Jetzt haben Sie es gerade angesprochen, das Childhood-Haus, dass das die direkte Anlaufstelle eben dann auch ist. Ja, da wird einem dann geholfen. Vielleicht können Sie uns noch mal erklären, was ist genau ein Childhood-Haus? Also ist das wie so ein Kindergarten und da kommt man hin und wird beaufsichtigt und da wird mit einem gesprochen und aufgeklärt oder was ist das genau?

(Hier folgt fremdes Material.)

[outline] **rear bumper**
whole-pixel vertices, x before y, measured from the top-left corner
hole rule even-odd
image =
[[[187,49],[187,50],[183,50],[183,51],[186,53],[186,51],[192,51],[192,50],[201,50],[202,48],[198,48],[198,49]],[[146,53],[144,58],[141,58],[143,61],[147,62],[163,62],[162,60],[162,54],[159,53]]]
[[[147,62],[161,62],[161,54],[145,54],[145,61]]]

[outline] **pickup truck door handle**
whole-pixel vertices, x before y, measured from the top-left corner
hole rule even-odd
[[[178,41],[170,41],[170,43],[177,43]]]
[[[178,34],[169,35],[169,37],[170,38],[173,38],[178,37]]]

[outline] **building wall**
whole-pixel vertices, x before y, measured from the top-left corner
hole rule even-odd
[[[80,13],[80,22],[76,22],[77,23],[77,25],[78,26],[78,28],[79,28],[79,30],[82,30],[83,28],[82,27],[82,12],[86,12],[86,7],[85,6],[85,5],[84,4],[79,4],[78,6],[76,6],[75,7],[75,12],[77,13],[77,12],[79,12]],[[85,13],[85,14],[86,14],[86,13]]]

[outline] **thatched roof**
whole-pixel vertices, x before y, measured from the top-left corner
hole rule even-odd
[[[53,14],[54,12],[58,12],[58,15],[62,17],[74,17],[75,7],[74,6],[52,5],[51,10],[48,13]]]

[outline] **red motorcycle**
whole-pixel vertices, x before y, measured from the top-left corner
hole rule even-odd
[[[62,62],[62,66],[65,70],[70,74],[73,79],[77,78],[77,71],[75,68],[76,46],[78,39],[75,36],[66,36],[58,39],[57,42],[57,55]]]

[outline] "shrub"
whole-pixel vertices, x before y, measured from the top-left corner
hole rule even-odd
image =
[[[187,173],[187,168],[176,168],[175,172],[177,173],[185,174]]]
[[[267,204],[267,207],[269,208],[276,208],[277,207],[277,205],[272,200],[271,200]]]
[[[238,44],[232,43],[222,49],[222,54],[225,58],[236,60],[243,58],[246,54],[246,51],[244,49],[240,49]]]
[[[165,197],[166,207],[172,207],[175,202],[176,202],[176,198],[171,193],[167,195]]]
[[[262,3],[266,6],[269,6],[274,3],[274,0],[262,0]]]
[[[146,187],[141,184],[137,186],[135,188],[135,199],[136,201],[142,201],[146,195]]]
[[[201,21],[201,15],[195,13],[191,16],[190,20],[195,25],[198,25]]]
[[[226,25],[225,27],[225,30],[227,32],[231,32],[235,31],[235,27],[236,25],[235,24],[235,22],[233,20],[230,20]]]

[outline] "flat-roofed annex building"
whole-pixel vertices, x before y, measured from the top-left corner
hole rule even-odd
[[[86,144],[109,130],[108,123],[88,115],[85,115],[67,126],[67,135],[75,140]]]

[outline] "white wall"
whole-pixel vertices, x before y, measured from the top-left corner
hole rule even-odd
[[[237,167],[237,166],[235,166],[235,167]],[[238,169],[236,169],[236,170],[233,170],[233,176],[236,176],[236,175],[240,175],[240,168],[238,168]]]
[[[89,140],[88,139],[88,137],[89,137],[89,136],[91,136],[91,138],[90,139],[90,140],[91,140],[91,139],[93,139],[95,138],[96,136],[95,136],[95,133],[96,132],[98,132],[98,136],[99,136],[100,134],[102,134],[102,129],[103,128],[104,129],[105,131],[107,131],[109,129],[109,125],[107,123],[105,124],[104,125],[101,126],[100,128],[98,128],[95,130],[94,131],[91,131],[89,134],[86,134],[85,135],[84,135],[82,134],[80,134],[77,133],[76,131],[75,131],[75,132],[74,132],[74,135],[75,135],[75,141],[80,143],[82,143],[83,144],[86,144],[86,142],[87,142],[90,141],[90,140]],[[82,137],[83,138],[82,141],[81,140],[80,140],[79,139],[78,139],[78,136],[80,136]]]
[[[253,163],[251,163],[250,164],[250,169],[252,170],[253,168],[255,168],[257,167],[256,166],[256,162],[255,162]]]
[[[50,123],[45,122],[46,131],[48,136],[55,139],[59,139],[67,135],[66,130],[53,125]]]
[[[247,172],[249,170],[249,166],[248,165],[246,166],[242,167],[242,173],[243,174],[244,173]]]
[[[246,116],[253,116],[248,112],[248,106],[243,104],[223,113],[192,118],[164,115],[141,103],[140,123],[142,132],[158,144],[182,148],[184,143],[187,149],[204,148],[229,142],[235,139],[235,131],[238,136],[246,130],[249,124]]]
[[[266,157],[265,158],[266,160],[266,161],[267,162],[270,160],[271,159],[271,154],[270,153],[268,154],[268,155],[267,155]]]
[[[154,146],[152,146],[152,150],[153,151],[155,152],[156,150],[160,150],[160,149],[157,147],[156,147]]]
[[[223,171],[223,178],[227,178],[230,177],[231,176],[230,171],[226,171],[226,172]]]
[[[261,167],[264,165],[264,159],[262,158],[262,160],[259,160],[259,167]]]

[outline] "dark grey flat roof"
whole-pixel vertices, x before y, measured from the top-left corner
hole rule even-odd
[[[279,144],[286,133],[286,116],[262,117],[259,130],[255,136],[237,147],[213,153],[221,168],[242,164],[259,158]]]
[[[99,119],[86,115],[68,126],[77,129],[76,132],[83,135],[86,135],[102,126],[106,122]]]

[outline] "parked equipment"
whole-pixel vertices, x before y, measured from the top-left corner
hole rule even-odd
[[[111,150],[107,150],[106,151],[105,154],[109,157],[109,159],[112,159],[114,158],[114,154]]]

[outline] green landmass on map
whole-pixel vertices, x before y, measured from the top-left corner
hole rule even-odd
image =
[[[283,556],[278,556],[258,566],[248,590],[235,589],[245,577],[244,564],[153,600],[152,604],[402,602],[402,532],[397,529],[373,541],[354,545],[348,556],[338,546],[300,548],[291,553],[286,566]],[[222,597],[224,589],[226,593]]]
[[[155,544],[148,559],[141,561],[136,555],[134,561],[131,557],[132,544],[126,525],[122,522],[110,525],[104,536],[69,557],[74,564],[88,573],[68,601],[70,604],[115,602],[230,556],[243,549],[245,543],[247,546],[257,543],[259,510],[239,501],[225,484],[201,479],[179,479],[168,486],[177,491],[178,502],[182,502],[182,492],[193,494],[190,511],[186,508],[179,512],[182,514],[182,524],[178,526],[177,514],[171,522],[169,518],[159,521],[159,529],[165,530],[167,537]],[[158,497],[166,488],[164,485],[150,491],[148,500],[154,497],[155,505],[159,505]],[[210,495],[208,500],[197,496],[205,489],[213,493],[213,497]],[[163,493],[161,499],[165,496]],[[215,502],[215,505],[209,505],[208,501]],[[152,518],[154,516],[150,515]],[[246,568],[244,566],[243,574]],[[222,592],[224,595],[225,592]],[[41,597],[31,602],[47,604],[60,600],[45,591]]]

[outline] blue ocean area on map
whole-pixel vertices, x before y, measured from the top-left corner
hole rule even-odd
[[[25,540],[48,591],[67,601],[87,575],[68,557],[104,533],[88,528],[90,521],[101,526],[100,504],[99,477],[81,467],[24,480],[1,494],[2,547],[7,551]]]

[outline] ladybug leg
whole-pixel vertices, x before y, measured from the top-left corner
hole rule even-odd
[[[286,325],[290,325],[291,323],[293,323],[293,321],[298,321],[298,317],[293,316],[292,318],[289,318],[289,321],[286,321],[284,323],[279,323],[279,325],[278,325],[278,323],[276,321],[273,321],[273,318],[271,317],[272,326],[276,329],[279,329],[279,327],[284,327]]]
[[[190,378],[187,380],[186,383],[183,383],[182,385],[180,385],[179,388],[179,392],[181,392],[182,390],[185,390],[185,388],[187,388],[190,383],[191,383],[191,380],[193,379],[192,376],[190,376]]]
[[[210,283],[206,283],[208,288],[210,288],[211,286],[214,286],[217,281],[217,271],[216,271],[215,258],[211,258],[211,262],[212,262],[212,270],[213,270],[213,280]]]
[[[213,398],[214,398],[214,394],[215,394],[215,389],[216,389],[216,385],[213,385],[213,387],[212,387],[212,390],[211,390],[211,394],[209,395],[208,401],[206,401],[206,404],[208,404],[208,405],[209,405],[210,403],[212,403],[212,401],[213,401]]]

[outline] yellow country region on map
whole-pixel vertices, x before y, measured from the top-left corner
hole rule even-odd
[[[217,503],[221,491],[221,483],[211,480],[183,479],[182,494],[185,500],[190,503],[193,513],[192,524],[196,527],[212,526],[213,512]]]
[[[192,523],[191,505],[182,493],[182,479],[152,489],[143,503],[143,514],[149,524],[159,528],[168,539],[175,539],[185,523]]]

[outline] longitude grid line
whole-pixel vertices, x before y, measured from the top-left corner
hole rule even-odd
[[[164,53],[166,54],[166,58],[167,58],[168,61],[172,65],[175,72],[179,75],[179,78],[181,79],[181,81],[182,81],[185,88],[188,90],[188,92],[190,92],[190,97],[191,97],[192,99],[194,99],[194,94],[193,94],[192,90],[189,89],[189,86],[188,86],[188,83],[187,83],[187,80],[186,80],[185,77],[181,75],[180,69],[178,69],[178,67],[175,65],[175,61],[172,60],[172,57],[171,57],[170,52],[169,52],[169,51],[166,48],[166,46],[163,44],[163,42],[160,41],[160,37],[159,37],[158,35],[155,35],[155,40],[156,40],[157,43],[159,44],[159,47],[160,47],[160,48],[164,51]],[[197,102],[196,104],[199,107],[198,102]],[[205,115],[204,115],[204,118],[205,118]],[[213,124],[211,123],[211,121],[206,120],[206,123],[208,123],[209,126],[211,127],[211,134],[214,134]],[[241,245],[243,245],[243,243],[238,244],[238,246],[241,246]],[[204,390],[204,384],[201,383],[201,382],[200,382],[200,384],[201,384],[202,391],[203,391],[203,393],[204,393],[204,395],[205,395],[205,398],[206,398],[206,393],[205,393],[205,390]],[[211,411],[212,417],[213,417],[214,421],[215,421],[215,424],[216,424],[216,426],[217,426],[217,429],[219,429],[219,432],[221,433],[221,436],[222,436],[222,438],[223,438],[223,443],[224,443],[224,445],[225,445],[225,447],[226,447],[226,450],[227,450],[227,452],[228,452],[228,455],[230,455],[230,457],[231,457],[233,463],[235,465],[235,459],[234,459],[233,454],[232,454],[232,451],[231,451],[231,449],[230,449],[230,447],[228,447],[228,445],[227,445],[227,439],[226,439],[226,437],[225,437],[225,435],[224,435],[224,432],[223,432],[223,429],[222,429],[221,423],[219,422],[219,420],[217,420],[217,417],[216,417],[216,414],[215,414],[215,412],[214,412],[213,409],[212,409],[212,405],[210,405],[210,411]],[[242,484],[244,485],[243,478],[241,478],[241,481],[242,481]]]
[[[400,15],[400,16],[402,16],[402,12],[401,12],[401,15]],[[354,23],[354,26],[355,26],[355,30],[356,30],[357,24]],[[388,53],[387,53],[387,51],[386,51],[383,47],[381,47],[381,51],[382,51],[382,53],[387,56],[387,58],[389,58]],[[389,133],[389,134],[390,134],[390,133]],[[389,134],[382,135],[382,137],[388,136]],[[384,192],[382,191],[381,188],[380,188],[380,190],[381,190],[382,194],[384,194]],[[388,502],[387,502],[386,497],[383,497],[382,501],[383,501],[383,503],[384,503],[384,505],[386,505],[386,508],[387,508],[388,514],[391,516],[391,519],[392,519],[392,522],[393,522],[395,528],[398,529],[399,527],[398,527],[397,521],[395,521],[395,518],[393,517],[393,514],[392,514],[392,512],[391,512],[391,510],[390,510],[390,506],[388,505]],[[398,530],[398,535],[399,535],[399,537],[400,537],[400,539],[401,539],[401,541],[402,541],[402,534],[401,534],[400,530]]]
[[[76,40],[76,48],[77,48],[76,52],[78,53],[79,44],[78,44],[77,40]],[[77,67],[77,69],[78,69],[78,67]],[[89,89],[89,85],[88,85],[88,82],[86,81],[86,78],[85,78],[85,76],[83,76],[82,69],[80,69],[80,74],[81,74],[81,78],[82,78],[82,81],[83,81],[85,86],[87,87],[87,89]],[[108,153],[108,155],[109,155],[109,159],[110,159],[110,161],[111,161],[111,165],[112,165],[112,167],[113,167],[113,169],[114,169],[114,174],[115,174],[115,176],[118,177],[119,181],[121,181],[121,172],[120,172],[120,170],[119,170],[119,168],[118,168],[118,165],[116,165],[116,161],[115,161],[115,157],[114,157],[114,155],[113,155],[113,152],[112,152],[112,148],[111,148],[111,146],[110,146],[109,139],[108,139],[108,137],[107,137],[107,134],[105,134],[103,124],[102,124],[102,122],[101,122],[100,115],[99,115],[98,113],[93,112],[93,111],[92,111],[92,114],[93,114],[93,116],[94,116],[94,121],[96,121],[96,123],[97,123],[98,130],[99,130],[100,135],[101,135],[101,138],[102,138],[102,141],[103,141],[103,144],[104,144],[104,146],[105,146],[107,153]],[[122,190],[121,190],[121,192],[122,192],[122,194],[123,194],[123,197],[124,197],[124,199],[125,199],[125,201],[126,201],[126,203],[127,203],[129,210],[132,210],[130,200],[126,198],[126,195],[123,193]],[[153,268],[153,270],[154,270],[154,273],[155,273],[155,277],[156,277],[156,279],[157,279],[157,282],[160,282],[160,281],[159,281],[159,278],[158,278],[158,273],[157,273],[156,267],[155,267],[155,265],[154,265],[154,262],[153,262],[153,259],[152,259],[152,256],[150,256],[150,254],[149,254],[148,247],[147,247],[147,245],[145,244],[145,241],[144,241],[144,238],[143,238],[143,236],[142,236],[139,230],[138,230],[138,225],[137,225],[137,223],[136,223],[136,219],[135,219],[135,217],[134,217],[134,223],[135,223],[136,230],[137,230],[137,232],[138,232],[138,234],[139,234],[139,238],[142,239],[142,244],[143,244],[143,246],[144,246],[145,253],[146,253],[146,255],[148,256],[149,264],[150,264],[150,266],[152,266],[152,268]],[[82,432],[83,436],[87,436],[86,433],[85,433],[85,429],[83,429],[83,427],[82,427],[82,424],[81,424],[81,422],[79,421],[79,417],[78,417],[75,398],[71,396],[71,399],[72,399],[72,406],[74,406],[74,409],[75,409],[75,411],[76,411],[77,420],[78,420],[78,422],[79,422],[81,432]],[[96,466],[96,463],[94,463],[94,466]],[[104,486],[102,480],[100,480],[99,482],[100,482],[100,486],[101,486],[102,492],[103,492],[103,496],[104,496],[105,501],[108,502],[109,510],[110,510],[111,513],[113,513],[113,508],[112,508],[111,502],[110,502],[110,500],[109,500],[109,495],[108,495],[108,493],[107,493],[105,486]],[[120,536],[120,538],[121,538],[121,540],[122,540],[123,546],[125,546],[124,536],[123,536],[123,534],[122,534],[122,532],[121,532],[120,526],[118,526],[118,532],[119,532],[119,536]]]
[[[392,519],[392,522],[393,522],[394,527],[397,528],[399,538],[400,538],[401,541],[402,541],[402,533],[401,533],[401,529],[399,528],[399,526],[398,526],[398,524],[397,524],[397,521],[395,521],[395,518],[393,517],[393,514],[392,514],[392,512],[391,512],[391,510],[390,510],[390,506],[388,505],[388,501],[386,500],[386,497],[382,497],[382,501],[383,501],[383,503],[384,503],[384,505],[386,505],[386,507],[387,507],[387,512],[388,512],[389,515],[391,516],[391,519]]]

[00:05:33.670] - Astrid Helling-Bakki

Das Childhood-Haus hat zwei ganz besondere Seiten. Das eine bietet wirklich einen Anlaufort, wo Professionen zusammenkommen, nämlich die Menschen und Fachleute, die vor allem gefragt sind, wenn man vermutet, dass ein Kind Gewalt erlebt hat. Das heißt Mediziner, Rechtsmediziner, die für Untersuchungen da sind. Das sind aber auch natürlich Menschen aus der Jugendhilfe, Sozialpädagogen, die unterstützen, beraten, dort Hilfestellung geben, die Jugendämter, die einen Schutzauftrag haben und einen Klärungsauftrag an dieser Stelle und natürlich auch die Ermittlungsbehörden. Polizei, die vernehmen muss, auch Kinder vernehmen muss, wenn die potenziell Opfer sind und auch die Richterschaft Staatsanwaltschaft, die dann in solchen Verfahren versucht eben auch die Täter oder Täterinnen zu verurteilen. Und all diese Personen, die das Kind sonst einzeln aufsuchen müsste bei diesen ganzen Fragen, sind zusammen unter einem Dach und werden um das Kind herum organisiert. Das ist so das eine, was besonders ist. Und das andere ist, dass das Kind wirklich ins Zentrum gesetzt wird, dass wir uns bei allen Schritten in einem Childhood-Haus immer wieder fragen: Was braucht das Kind, was braucht es, um hier gut durchzukommen? Welche Unterstützung braucht es? Was wurde vielleicht auch noch nicht gesehen? Was müssen wir tun? Und wie können wir ihm auch helfen, diese sehr anstrengenden und schwierigen Klärungsschritte, denn eine Untersuchung ist nicht angenehm und auch eine Vernehmung ist nicht angenehm, die bestmöglich zu bewältigen? Also Ziel ist, dass ein Kind gestärkt und gestützt durch all diese verschiedenen Prozesse herauskommt und dafür diese Anlaufstelle speziell geschult, speziell aufgestellt ist und dafür die Leute alle darauf eingeschworen sind, genau das so zu machen.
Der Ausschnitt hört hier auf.